Film Review
Little Children
Written by Todd Field & Tom Perrotta
Directed by Todd Field
New Line Cinema
2006
Rating:



Movies about adultery, like sex comedies, feign rebellion and solemnity about the subject only to become distracted by other external elements and ultimately maintain the status quo. "A Place in the Sun," "Match Point" and "Unfaithful," for instance, all deal with infidelity in a mature, thoughtful manner before turning into thrillers of varying degrees of competence.
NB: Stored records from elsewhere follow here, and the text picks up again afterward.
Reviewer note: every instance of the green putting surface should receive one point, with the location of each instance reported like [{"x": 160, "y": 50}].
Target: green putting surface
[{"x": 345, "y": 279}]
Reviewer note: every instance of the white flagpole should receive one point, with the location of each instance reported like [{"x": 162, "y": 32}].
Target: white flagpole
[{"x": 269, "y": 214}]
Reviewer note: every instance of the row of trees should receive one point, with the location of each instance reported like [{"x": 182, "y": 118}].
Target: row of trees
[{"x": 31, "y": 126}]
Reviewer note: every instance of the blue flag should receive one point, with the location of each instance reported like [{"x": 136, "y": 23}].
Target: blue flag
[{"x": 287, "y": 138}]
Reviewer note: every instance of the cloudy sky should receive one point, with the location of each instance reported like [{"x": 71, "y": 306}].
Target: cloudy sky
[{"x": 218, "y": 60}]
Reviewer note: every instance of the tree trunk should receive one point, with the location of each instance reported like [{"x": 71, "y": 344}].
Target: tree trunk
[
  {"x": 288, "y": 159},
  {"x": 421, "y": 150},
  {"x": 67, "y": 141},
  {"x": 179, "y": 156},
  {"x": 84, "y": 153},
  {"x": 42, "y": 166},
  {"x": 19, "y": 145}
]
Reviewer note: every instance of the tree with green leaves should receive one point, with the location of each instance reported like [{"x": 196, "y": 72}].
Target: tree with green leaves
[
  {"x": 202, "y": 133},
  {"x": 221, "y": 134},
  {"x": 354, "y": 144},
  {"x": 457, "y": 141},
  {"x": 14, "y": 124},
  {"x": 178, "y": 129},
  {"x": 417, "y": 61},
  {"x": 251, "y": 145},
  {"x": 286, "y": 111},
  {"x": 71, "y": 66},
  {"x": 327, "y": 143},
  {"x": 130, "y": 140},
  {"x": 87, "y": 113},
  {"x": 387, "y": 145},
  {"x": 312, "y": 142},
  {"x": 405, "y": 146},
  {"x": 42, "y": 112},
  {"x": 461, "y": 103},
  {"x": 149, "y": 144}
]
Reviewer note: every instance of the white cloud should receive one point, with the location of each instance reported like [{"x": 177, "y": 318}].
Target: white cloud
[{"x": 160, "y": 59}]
In recent memory only the exquisite "We Don't Live Here Anymore" examines adultery with moral complexity from beginning to end, and even that film turns into "Bob & Carol & Ted & Alice" (for reasons that are psychologically sound in the superb characterizations) while maintaining a traditional family structure.
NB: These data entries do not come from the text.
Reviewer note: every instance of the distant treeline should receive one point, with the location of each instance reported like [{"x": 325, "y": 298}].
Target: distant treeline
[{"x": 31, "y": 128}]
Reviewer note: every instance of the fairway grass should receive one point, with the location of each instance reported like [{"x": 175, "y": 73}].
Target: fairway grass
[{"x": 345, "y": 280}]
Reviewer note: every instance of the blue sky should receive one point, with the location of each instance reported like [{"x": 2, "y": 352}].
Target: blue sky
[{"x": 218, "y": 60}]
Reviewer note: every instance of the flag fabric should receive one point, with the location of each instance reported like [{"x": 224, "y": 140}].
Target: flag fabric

"Little Children" joins "A Place in the Sun" and its offspring in the cinematic tradition of failing to fully explore adultery. Based on the novel by "Election" author Tom Perrotta (who co-wrote the script with Field), "Little Children" is at least a third of a good movie, tellingly soaring when the film deals in the ambiguities of infidelity.
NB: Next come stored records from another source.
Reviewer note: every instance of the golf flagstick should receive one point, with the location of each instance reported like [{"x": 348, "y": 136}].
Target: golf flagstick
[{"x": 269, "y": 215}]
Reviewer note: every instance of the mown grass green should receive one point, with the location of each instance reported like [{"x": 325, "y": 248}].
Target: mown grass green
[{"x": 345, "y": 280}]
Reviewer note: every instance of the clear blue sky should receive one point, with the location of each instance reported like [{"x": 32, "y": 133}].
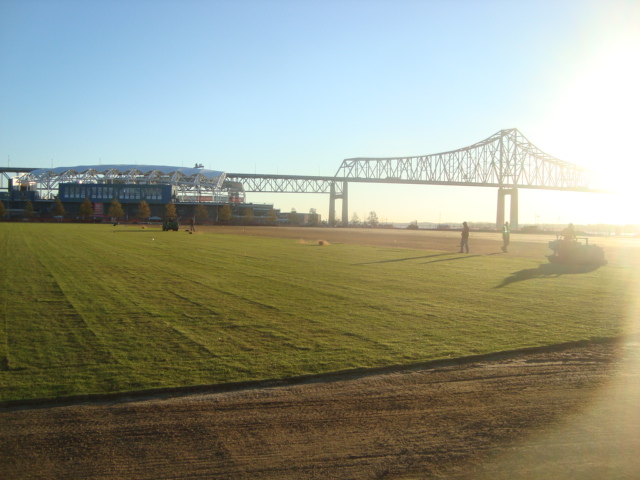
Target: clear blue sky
[{"x": 295, "y": 87}]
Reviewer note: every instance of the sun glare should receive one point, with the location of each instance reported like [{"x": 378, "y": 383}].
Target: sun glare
[{"x": 595, "y": 121}]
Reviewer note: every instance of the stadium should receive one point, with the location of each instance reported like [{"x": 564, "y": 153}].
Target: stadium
[{"x": 157, "y": 185}]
Sarah Pierce (Kate Winslet) and Brad Adamson (Patrick Wilson) meet-cute while taking their children to the park. Neither of them is happily married: Sarah, an English Literature major who resents being reduced to a mother and housewife, has recently caught her husband Richard (Gregg Edelman) kinkily involved in a pseudo-affair with a Web mistress he frequently masturbates to; Richard is a stay-at-home dad who disappoints his political documentarian wife Kathy (Jennifer Connelly) because he can't pass the bar exam. Sarah and Brad kiss for the first time as a dare to enrage the nosy housewives at the playground. But neither of them can forget that kiss and they soon use their children as smokescreens to have an affair.
Field and cinematographer Antonio Calvache capture Sarah and Brad's fleeting love affair with elegance, bringing the same kind of subtle beauty to "Little Children" as they did in Field's powerful debut "In the Bedroom." An actor who appeared in Stanley Kubrick's "Eyes Wide Shut" and the short-lived, beloved ABC drama "Once & Again," Field wrought surprisingly wonderful work from his actors in his debut. Here Winslet is as remarkable as always, delicately depicting her character's resentment and desperation. Yet Winslet is far too beautiful for her role: Sarah is talked about as a dowdy woman who Brad would never leave his cold, hot wife for, something that's not believable given Winslet's irrepressible radiance. Meanwhile Wilson's Brad is a hollow man hollowly depicted and Connelly, in a barely existent role, has no chance to flesh out her thinly conceived character.
Besides being about adultery, "Little Children" is also a satire of suburban life and a thriller about the threat of a recently released pedophile. Both aspects transform "Little Children" from a competent domestic drama into an insulting catastrophe.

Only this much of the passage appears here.